The judge in sentencing them said, amongst other things as follows: that everyone was entitled to feel safe when they went to bed in their own home. The caravan was Bolton's home and he was entitled to sleep there undisturbed. When people force their way into someone else's home, armed with weapons, the courts had to pass deterrent sentences so that anyone who was tempted to take the law in their own hands would know they would have to pay a substantial price. She mentioned that it might be right that Nicholas Stansfield had been subjected to considerable provocation, but he had taken out his feeling not on the person he thought was responsible, but rather had attacked a seemingly ineffectual man who had done him no wrong. Christopher Stansfield seemed to take it out on the man because he perceived he had let him down and had willingly become involved in his brother's argument. No doubt they had expected to find Mr Dennenney there, but when they did not, they had taken it out on Bolton and she emphasised the terrifying nature of the incident leading to the fleeing of the other occupant of the caravan in circumstances which we have referred to.

10.

She referred to the fact that they had initially pleaded guilty, but had been allowed to change their minds and had to be sentenced on the basis that they had been convicted by the jury. She also mentioned the impact which the incident had had on Mr Bolton. She accepted his description that:

"...he is now a nervous wreck as a result of what you did to him... and indeed he turned to drink as a result of this incident and has been drinking since."

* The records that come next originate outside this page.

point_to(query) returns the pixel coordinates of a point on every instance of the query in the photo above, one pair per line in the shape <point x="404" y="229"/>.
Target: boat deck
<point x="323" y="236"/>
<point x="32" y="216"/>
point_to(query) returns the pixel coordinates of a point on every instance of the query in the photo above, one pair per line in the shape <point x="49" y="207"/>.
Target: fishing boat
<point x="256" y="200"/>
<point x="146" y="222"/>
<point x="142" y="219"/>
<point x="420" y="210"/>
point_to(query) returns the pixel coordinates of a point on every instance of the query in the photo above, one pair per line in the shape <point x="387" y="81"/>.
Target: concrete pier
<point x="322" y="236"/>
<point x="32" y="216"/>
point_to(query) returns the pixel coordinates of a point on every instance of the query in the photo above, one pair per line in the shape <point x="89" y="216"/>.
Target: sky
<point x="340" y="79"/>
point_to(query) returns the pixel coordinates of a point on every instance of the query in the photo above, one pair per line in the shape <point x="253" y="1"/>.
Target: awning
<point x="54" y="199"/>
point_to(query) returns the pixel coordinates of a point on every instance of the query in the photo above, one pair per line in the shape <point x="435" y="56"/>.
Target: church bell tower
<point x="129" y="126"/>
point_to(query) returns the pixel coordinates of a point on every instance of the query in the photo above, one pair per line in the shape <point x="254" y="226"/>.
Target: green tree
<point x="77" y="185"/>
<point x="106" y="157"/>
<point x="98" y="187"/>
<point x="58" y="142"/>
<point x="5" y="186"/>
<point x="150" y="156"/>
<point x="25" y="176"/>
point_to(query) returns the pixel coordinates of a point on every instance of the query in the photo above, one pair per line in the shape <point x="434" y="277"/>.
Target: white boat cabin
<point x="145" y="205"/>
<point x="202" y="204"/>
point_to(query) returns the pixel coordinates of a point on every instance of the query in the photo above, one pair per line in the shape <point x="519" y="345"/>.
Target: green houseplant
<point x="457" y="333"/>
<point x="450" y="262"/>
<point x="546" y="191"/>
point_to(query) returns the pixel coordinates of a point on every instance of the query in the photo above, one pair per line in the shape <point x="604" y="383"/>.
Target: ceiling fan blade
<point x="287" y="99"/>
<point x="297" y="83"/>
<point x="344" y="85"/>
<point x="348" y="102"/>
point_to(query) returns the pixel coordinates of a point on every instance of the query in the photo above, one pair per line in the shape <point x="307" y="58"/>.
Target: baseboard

She also made some reference to the fact that his drinking had been a matter about which he had been taxed in the course of the trial.

11.

The grounds of appeal did not seek to raise any argument in respect of discrepancy between the two brothers who were sentenced to an identical term. As far as each of them was concerned, it was said that insufficient account had been taken of personal mitigation, either their relatively minor previous convictions or in the case of Christopher, the fact that he was a man of no previous conviction. The grievance which they felt against Dennenney concerning previous incidents, including a belief that he had torched Nicholas's car in the past, were also matters which it was said the judge had failed satisfactorily to take into account. Each of them raised the contention that they believed that the judge had penalised them for changing their pleas whereas their earlier pleas of guilty had been entered as a result of bad advice given by counsel.

12.

Mr Cooke, who has resolutely advanced his case to us this morning, has also emphasised what he says was a deficiency in the sentencing remarks in that the learned judge did not refer to particular matters of mitigation and in particular the exemplary character of the defendants prior to their involvement in this offence.

13.

The task which we have to perform is to consider whether a sentence of 7 years' imprisonment, passed on each of these appellants, after a trial, for the aggravated burglary which we have described, is manifestly excessive. Having considered all of the matters urged upon us, we are perfectly satisfied that the trial judge when sentencing did not unduly hold it against either of these appellants that they had the advantage of a change of plea, rather she recorded, as she was bound to do, that she was sentencing them as persons who had been convicted and who therefore were not entitled to any discount by reason of a plea of guilty. Nor do we think that there is anything at all in the point that she may or may not have referred to every single item of mitigation which had been mentioned in court or was otherwise contained in the reports.

14.

We also are entirely unpersuaded that the sentences of 7 years, in respect of this horrific offence, committed against Mr Bolton was in any way manifestly excessive after a trial. It therefore follows that notwithstanding the best efforts of Mr Cooke, this appeal against sentence in respect of each of these appellants must be dismissed.